Pero a veces la imagen que devuelve un espejo hace que una persona se replantee toda su vida. En el caso de Aballay, ese espejo fue la mirada de un niño. Luego de matar salvajemente a un hombre, la mirada aterrorizada del hijo de su victima le dio conciencia de su salvajismo, de su falta de humanidad. Y ese golpe lleno a Aballay de confusion, de horror por si mismo.

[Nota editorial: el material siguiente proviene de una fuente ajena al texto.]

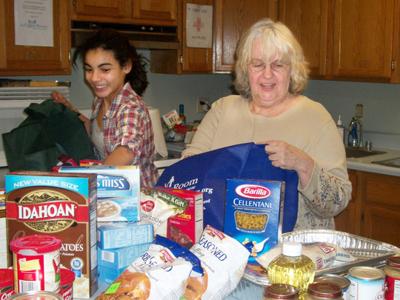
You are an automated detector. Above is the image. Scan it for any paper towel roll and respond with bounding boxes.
[148,107,168,158]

En ese estado, Aballay oyo hablar de los estilitas. Gente que, para alejarse de la tierra en que ha pecado, y acercarse a Dios, decidia hacer una particular penitencia: subirse a una columna, y no volver a bajarse de ahi por el resto de su vida. En el campo argentino del 1900 no habia columnas. Entonces Aballay decidio no volver a bajar de su caballo. Pasan los años. Aballay cumple su promesa. No toca el suelo. No vuelve a asesinar, ni a robar. Hace rigurosa su penitencia. La gente empieza a hablar de “El Pobre”, de “El hombre-caballo”, y su imagen empieza a tomar ribetes legendarios. Se convierte, ante la mirada de la gente, en una especie de santo.
Pero la mirada de ese niño no lo abandona, y el sabe que en cualquier momento lo va a buscar. Y lo va a encontrar.